Invité par Charles Delaunay au 3e festival international de jazz à Paris en mai 1949, il remporte un succès mérité. Le soliste qu’il était capable d’abattre toutes les murailles et tous les doutes. Il faudra bien des démarches pour faire lever l’interdiction du territoire français depuis sa condamnation à 15 mois de prison en 1928. Il fera 9 mois et y attrapera ses cheveux blancs.
Ce coffret nous fait voyager. New York pour les enregistrements pour Blue Note en 1944. « Blue Horizon » est un chef d’œuvre de la clarinette de Sidney et il ouvre le coffret. Toujours à New York, pour « Kings Records », il est à son zénith, prenant en mains toutes les séances. Aucune affinité avec Mezz Mezzrow quoiqu’en ait dit icelui. Bechet a enregistré l’équivalent de 5 CD. On en trouve ici quelques traces.

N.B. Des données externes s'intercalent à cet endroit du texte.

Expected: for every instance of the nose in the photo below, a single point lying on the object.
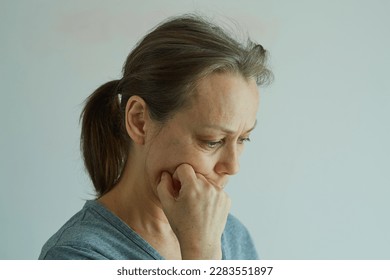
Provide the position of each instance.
(228, 163)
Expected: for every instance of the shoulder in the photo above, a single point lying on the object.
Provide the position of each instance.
(236, 241)
(95, 233)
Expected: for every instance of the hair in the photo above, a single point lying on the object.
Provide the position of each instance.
(163, 69)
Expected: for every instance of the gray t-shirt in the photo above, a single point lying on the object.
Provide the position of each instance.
(96, 233)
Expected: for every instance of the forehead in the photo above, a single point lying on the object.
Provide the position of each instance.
(225, 96)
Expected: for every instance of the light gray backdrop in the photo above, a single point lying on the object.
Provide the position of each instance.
(314, 182)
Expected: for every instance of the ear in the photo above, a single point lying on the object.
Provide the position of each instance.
(137, 118)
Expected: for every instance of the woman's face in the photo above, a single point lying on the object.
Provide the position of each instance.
(210, 134)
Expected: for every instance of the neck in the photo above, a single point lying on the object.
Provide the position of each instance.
(135, 202)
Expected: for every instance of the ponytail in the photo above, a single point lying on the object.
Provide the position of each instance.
(103, 142)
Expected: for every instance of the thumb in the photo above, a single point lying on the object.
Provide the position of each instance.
(165, 189)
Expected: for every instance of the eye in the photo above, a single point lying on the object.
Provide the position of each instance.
(214, 144)
(242, 140)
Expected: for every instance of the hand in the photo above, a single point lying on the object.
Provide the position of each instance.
(197, 212)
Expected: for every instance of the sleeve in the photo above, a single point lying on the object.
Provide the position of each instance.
(68, 252)
(237, 243)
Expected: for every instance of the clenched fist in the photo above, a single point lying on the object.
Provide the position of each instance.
(196, 210)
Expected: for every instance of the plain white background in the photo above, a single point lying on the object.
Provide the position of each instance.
(314, 181)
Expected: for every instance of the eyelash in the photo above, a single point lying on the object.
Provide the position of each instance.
(215, 144)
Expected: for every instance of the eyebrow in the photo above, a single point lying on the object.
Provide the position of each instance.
(227, 130)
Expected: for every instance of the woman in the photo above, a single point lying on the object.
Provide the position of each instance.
(159, 146)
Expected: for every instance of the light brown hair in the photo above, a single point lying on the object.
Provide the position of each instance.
(163, 69)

Paris pour Vogue et le groupe de Claude Luter obligé, m’avait raconté Christian Aziz, le pianiste de Claude, de travailler portes closes pour répondre aux désirs du maître. Pas facile. Le résultat est à la hauteur.

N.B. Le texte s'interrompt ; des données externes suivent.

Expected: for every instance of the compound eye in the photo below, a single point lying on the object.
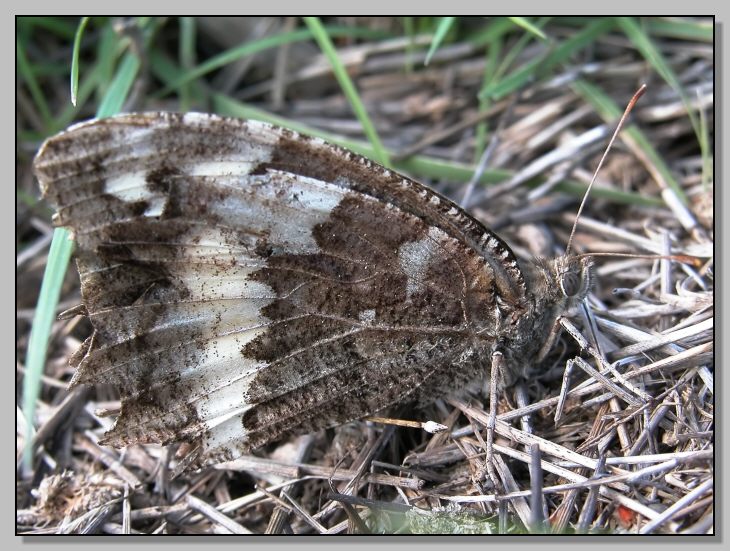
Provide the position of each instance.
(570, 284)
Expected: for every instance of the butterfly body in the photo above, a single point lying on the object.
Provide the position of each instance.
(246, 283)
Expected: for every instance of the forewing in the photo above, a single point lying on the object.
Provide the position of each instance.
(245, 282)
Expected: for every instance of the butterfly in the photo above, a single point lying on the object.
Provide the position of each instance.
(246, 283)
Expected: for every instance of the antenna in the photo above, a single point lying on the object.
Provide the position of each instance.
(629, 107)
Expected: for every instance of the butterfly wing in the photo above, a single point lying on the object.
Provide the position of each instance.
(245, 282)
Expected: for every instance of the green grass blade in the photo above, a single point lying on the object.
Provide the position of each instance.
(442, 30)
(58, 259)
(251, 48)
(119, 89)
(40, 333)
(544, 65)
(75, 59)
(187, 58)
(26, 72)
(325, 44)
(610, 112)
(653, 56)
(529, 27)
(421, 165)
(682, 29)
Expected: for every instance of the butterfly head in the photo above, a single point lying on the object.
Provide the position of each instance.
(574, 276)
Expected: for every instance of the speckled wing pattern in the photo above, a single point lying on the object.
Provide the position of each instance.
(246, 283)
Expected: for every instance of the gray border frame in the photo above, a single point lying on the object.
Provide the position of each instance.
(547, 543)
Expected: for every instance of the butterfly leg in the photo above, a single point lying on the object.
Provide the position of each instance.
(495, 375)
(548, 345)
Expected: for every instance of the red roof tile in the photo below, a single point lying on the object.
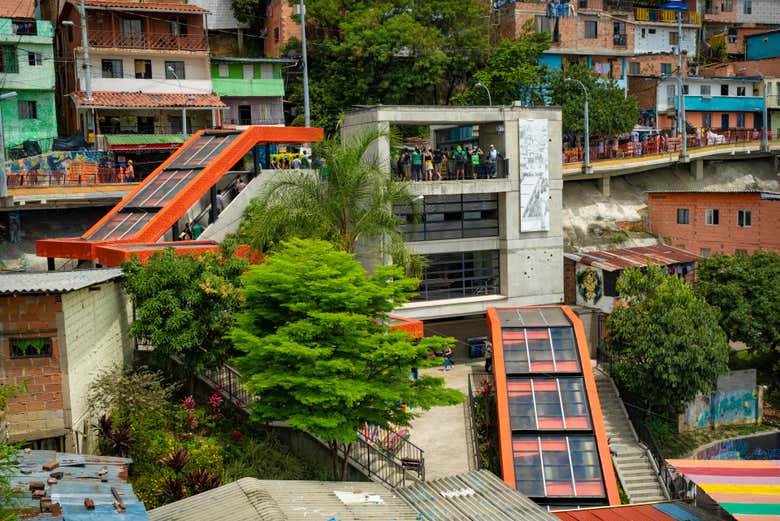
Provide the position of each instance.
(146, 100)
(171, 7)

Enfin Boston pour le club « Storyville » tenu par le pianiste George Wein, organisateur des premiers festivals à Newport. En compagnie du tromboniste Vic Dickenson, Sidney fait encore la preuve qu’il fait partie des génies de cette musique. N’hésitez pas, entrez dans la danse. Sidney reste inaltérable. L’écouter donne envie de l’écouter encore. Il serait dommage de passer à côté.

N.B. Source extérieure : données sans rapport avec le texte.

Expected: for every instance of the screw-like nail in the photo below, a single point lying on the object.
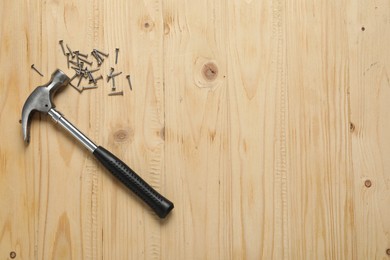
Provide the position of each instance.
(81, 54)
(67, 59)
(72, 78)
(91, 78)
(119, 93)
(78, 84)
(116, 55)
(85, 61)
(128, 79)
(96, 79)
(89, 87)
(101, 53)
(115, 74)
(97, 58)
(92, 71)
(76, 88)
(109, 75)
(33, 67)
(70, 51)
(62, 46)
(73, 62)
(113, 84)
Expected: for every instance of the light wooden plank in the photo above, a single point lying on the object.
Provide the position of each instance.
(369, 33)
(320, 194)
(265, 122)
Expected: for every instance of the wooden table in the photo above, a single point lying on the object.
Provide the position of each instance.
(267, 123)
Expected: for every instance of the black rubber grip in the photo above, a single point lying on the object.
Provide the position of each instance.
(128, 177)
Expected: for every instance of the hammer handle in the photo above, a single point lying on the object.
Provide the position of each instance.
(131, 180)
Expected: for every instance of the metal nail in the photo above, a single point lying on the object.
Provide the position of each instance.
(67, 59)
(85, 61)
(101, 53)
(109, 75)
(78, 84)
(89, 87)
(113, 84)
(115, 74)
(72, 78)
(62, 46)
(70, 51)
(97, 58)
(119, 93)
(116, 55)
(78, 89)
(92, 71)
(73, 62)
(128, 79)
(91, 78)
(83, 55)
(33, 67)
(96, 79)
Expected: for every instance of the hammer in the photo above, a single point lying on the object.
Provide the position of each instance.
(41, 100)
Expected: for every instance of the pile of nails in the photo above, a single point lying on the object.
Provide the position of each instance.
(79, 63)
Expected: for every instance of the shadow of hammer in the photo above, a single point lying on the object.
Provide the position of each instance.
(41, 100)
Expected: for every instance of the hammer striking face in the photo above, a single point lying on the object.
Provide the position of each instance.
(41, 99)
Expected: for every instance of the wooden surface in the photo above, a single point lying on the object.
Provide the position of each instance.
(266, 123)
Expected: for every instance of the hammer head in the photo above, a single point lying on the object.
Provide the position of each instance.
(41, 99)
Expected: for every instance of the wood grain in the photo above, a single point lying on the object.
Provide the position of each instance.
(265, 122)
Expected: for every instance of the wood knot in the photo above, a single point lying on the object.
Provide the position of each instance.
(210, 71)
(146, 24)
(368, 183)
(123, 135)
(206, 73)
(351, 127)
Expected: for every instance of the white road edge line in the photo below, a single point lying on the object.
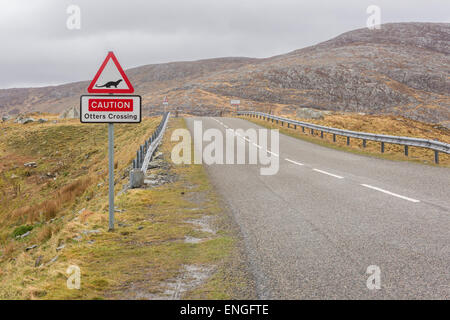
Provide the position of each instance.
(294, 162)
(330, 174)
(390, 193)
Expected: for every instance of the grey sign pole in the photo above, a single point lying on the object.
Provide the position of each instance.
(111, 174)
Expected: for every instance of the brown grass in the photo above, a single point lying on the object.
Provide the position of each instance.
(9, 249)
(49, 209)
(44, 234)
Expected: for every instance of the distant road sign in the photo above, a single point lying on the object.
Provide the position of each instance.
(110, 109)
(110, 78)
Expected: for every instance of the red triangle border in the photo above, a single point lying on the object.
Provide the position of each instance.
(91, 88)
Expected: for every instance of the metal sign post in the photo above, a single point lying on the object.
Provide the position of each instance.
(235, 103)
(111, 109)
(111, 174)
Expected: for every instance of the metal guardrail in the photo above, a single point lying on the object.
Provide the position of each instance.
(145, 153)
(434, 145)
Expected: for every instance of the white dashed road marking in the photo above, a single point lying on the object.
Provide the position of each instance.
(390, 193)
(294, 162)
(330, 174)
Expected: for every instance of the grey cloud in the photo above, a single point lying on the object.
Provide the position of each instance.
(38, 49)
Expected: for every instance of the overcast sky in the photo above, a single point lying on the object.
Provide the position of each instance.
(38, 49)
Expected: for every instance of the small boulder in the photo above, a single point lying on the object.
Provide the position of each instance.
(31, 164)
(31, 247)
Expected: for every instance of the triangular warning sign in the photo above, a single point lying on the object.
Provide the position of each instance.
(110, 78)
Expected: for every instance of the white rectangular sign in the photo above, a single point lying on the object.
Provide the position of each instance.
(110, 109)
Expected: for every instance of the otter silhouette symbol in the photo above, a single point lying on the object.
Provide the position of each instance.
(110, 84)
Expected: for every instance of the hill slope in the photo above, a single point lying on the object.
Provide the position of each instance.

Mémoire encore pour Bobby Jaspar.
Bobby – Robert pour l’état civil – Jaspar est un cas à part qui mérite d’être entendu encore et encore. Une vois singulière que celle de ce Wallon né à Lièges le 20 février 1926 et mort 37 ans plus tard à l’hôpital Bellevue de new York. Bobby fait des études de chimie et découvre le jazz via « Boplicity » par le nonet de Miles Davis ? Le 25 cm futur s’intitulera « Birth of the Cool » pour en préciser la nouveauté. A l’époque, en 1949, cette formation mixte – Noirs et Blancs – ne remportera aucun succès. Il faudra attendre 1954 et la publication du 25 cm sus-nommé. Bobby participe – et il faut prendre ce terme dans tout son acception – aux « Jazz Groupe de Paris » de André Hodeir. « Paradoxe », composé par Hodeir, sera une tentative de musique de jazz dodécaphonique. Influencé par Stan Getz, sa sonorité prendra de l’ampleur et il sera une des grands flûtistes du jazz. Il voudra faire carrière à New York où il sera bien reçu mais pas reconnu. Toujours à l’affût de nouveautés, il construira des groupes avec le batteur Elvin Jones. Cette décennie est une grande décennie pour le jazz et particulièrement pour Bobby Jaspar. Aucune nostalgie mais une manière de s’interroger sur la passion que suscite cette musique en même temps que la définition de nouveaux chemins qui ne sont en rien des autoroutes. Tout le charme des grands espaces.
Un aventurier comme les aime le jazz et que le show biz s’ingénie à détruire. L’abus de stupéfiants aura raison de sa santé. Jaspar n’a jamais été reconnu comme une des incarnations du jazz. Il est temps de l’écouter. Entrez. Ce coffret vous permet de le découvrir.
Cerise sur le gâteau, le texte de présentation est signé Alain Tercinet qui nous a quittés à la fin de l’an dernier. Survivre disent-ils.
Nicolas Béniès.
« Sidney Bechet, New York – Paris – Boston, 1944-1958 », coffret de deux CD, livret d’Alain Gerber et Alain Tercinet ; « Bobby Jaspar, Paris – New York – Europe, 1953-1962 », coffret de trois CD, livret de Alain Tercinet ; Frémeaux et associés/collection The Quintessence.